らんかみち

童話から老話まで

米にもライバル関係があったのか!

2014年12月25日 | 暮らしの落とし穴
 自分を高めるモチベーションとして人にはライバルが必要だ、というのは異論のないところ。我が陶芸クラブには先輩はいたけど、ぼくのライバルになる前に追いつき、追い越してしまった。

 陶芸でライバルがあったとすれば、それはクラブ生え抜きであらせられる要釉斎先生の毒を含んだ舌鋒だったかもしれない。しかしそれも、先生がお歳を召して精彩を欠くに至った。

 要釉斎先生がライバルであったのか、あるいは敵であったのか、ともすると師であったのは今となっては判然としないが、もはや陶芸に向き合うモチベーションはぼくにない。

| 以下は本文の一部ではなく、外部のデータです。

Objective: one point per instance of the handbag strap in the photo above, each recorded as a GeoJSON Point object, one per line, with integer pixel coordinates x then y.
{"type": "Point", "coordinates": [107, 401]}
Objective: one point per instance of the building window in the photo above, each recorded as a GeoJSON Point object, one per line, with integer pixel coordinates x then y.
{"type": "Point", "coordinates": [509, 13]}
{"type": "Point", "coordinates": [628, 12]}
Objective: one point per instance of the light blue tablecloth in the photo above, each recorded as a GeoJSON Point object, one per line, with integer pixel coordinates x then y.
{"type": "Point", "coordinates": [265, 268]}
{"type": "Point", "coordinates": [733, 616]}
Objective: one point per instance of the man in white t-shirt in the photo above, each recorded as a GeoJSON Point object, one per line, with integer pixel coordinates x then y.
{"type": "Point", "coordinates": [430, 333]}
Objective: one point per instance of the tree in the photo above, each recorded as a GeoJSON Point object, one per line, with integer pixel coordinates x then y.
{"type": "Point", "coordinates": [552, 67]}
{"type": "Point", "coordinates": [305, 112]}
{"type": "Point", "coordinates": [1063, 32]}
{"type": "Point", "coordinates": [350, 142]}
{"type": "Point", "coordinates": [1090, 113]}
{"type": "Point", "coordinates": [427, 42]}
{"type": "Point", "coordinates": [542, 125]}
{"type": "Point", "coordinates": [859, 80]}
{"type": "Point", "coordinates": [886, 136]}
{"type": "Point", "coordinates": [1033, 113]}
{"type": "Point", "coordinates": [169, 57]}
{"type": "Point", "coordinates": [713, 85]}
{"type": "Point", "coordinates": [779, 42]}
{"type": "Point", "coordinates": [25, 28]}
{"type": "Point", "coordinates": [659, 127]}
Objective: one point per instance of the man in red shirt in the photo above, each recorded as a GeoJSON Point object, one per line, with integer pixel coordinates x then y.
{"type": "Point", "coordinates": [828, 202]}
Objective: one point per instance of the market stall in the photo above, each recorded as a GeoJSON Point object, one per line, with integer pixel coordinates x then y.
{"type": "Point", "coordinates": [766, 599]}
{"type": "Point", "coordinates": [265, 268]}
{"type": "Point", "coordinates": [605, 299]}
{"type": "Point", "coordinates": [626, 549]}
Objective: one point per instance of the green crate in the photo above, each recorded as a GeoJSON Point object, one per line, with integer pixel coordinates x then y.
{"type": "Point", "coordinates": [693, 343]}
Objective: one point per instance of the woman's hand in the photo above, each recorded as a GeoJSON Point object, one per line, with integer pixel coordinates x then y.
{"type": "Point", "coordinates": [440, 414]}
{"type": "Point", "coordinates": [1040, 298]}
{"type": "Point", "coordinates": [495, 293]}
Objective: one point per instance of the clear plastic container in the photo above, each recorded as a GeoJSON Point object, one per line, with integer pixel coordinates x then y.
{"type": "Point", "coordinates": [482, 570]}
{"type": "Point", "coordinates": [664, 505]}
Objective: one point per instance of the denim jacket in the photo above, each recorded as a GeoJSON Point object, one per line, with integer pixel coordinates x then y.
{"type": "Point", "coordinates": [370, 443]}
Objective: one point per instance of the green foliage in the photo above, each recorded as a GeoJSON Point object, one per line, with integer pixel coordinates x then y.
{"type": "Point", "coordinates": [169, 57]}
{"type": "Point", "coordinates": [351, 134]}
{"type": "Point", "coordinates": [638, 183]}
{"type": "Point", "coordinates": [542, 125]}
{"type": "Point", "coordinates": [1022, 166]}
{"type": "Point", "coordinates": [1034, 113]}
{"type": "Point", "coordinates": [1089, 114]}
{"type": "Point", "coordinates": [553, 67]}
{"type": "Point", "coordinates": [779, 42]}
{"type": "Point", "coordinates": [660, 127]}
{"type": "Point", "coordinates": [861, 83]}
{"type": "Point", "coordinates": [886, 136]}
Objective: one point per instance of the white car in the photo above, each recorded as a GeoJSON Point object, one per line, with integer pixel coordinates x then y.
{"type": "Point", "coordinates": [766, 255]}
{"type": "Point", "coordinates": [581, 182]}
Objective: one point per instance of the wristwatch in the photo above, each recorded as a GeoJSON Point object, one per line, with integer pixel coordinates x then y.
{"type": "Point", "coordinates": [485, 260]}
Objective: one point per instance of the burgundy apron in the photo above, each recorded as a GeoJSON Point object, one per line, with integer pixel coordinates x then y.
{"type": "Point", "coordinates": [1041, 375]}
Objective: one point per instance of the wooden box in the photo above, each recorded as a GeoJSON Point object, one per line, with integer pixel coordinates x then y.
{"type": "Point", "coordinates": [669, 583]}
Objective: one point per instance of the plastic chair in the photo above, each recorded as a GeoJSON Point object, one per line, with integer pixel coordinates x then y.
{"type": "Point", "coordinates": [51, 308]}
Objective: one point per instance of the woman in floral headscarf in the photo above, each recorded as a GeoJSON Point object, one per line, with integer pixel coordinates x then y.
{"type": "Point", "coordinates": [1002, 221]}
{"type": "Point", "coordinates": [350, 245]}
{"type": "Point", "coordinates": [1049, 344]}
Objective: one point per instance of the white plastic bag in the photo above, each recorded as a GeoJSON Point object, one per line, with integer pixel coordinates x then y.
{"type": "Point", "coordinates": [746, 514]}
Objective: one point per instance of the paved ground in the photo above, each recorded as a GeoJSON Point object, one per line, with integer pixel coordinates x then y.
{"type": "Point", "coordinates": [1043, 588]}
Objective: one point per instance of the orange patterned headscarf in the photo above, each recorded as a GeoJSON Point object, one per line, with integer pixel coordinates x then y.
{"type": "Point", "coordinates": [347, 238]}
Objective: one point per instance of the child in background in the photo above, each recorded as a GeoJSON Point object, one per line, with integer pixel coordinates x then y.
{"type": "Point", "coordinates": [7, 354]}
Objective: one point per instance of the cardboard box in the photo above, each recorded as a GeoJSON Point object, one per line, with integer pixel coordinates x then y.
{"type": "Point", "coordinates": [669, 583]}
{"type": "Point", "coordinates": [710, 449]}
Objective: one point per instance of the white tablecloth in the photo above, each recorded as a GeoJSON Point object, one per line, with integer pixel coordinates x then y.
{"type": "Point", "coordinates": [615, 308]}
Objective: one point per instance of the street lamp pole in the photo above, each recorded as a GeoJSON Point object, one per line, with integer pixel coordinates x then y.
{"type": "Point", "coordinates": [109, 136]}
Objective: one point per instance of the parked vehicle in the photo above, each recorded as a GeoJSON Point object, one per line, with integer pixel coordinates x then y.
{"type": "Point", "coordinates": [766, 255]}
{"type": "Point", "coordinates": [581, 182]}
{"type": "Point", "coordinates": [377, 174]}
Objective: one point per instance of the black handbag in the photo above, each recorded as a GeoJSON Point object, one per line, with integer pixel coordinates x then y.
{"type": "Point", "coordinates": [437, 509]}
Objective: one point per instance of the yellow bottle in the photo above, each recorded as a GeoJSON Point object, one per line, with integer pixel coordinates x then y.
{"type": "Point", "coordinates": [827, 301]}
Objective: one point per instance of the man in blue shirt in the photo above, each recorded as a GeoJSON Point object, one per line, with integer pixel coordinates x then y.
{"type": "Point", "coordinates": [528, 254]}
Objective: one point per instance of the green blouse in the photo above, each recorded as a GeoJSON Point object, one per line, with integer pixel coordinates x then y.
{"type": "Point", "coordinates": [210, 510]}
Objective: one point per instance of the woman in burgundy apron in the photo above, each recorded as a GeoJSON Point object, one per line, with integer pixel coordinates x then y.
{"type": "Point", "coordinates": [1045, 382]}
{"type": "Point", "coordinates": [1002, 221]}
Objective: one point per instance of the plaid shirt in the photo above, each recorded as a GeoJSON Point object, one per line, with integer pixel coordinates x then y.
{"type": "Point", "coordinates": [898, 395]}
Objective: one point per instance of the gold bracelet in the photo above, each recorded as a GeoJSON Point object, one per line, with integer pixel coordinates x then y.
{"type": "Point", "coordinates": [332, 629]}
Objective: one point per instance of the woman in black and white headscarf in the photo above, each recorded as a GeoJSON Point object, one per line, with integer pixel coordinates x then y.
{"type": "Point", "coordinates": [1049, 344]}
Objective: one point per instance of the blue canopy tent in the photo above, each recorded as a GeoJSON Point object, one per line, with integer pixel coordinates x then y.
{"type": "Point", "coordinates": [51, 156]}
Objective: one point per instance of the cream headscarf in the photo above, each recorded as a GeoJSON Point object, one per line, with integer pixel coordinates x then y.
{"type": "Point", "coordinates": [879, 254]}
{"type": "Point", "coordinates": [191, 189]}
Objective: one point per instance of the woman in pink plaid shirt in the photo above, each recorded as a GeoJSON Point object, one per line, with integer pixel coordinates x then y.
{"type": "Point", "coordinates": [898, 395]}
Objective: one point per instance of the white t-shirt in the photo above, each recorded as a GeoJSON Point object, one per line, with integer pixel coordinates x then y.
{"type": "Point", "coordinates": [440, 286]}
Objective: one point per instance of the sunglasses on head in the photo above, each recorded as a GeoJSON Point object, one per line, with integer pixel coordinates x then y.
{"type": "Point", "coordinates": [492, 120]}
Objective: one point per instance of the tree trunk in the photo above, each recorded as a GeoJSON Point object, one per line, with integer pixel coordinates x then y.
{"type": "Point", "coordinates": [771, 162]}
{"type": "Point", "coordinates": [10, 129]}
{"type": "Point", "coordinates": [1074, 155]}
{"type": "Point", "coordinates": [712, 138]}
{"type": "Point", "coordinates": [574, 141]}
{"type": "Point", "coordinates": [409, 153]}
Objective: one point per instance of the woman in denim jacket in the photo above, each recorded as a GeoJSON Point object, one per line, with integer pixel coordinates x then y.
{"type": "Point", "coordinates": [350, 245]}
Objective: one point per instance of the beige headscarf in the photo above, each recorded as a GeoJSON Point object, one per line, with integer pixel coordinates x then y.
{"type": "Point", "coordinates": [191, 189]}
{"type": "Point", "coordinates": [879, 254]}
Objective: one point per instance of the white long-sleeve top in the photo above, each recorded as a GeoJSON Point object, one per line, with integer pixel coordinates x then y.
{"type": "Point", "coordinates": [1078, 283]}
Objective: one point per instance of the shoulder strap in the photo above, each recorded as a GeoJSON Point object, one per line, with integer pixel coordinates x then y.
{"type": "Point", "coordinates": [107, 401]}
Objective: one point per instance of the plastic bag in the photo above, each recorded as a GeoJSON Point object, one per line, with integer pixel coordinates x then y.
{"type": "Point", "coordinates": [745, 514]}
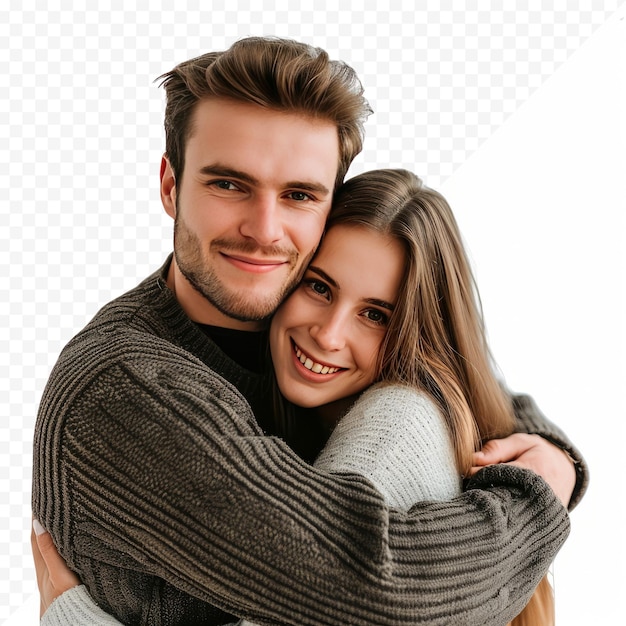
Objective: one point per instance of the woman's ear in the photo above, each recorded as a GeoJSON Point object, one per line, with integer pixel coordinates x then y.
{"type": "Point", "coordinates": [168, 187]}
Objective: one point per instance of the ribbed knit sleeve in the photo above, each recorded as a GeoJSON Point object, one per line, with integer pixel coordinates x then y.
{"type": "Point", "coordinates": [77, 608]}
{"type": "Point", "coordinates": [173, 507]}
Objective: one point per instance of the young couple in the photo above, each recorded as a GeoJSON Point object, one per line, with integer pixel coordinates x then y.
{"type": "Point", "coordinates": [151, 472]}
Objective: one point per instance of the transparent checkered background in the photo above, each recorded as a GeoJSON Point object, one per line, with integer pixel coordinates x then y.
{"type": "Point", "coordinates": [81, 134]}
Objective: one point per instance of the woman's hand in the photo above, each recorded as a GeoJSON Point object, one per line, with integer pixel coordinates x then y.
{"type": "Point", "coordinates": [535, 453]}
{"type": "Point", "coordinates": [53, 575]}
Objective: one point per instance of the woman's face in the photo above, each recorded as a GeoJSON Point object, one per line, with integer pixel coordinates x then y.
{"type": "Point", "coordinates": [326, 336]}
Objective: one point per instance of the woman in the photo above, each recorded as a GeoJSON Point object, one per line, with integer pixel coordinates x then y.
{"type": "Point", "coordinates": [390, 299]}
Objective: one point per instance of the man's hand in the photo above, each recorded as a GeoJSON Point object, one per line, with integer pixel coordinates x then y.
{"type": "Point", "coordinates": [535, 453]}
{"type": "Point", "coordinates": [53, 575]}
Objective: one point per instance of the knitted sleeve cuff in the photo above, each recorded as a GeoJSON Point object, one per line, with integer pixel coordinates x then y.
{"type": "Point", "coordinates": [532, 421]}
{"type": "Point", "coordinates": [76, 607]}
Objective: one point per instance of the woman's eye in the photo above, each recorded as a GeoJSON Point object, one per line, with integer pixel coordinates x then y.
{"type": "Point", "coordinates": [376, 316]}
{"type": "Point", "coordinates": [320, 288]}
{"type": "Point", "coordinates": [317, 287]}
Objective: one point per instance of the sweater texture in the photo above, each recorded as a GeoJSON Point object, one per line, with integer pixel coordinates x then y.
{"type": "Point", "coordinates": [174, 507]}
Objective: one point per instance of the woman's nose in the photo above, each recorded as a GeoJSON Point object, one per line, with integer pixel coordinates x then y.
{"type": "Point", "coordinates": [330, 332]}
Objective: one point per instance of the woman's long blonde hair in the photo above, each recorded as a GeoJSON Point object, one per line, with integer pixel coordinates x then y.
{"type": "Point", "coordinates": [436, 338]}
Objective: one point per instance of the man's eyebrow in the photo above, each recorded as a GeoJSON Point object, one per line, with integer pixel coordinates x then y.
{"type": "Point", "coordinates": [308, 186]}
{"type": "Point", "coordinates": [383, 304]}
{"type": "Point", "coordinates": [215, 169]}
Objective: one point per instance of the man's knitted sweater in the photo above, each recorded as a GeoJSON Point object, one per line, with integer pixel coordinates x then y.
{"type": "Point", "coordinates": [174, 507]}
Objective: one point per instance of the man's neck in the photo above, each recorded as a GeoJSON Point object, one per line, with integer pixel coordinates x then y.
{"type": "Point", "coordinates": [198, 308]}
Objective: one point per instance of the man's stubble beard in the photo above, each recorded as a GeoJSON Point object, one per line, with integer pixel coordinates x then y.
{"type": "Point", "coordinates": [203, 278]}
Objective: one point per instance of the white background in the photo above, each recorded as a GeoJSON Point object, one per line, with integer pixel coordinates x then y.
{"type": "Point", "coordinates": [516, 115]}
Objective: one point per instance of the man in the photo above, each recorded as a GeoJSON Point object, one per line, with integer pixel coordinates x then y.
{"type": "Point", "coordinates": [162, 488]}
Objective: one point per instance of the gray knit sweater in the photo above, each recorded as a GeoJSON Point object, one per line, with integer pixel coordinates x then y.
{"type": "Point", "coordinates": [171, 504]}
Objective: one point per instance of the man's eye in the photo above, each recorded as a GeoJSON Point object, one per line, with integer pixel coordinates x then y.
{"type": "Point", "coordinates": [224, 184]}
{"type": "Point", "coordinates": [317, 287]}
{"type": "Point", "coordinates": [299, 196]}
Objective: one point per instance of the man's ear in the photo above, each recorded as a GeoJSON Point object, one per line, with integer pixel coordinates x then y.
{"type": "Point", "coordinates": [168, 187]}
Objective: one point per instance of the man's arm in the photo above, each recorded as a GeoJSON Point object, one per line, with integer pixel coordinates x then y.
{"type": "Point", "coordinates": [549, 463]}
{"type": "Point", "coordinates": [157, 472]}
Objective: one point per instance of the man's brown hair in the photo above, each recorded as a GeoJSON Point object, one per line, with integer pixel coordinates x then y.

 年を越す米に欠き、松山三井という米を買いに行った。松山三井は、酒米としてなら山田錦がライバルになるらしいが、食米としてのライバルはないという。かつては日本晴がそうであったけれど、日本晴の衰退とともに松山三井も食米としての輝きを失ったのだという。

 今の米市場はコシヒカリが横綱で、あきたこまちが大関、関脇にヒノヒカリという図式だろうか。激しく追随する逸の城みたいな新参に、ニコマルがいる一方で、コシヒカリには衰退の兆しがあるという。温暖化の影響らしい。
 
 残念ながら松山三井の生産者は「今年が最後の米作り」という。「周辺環境の変化」を理由に挙げていたけど、松山三井のライバルがいなくなったのはもちろん、彼自身のライバルがいなくなったからではないか。
 彼のライバルは夢筑紫を作付けていたけど、惜しまれつつ一昨年をもってやめてしまった。好敵手は常にあらまほしきものなり。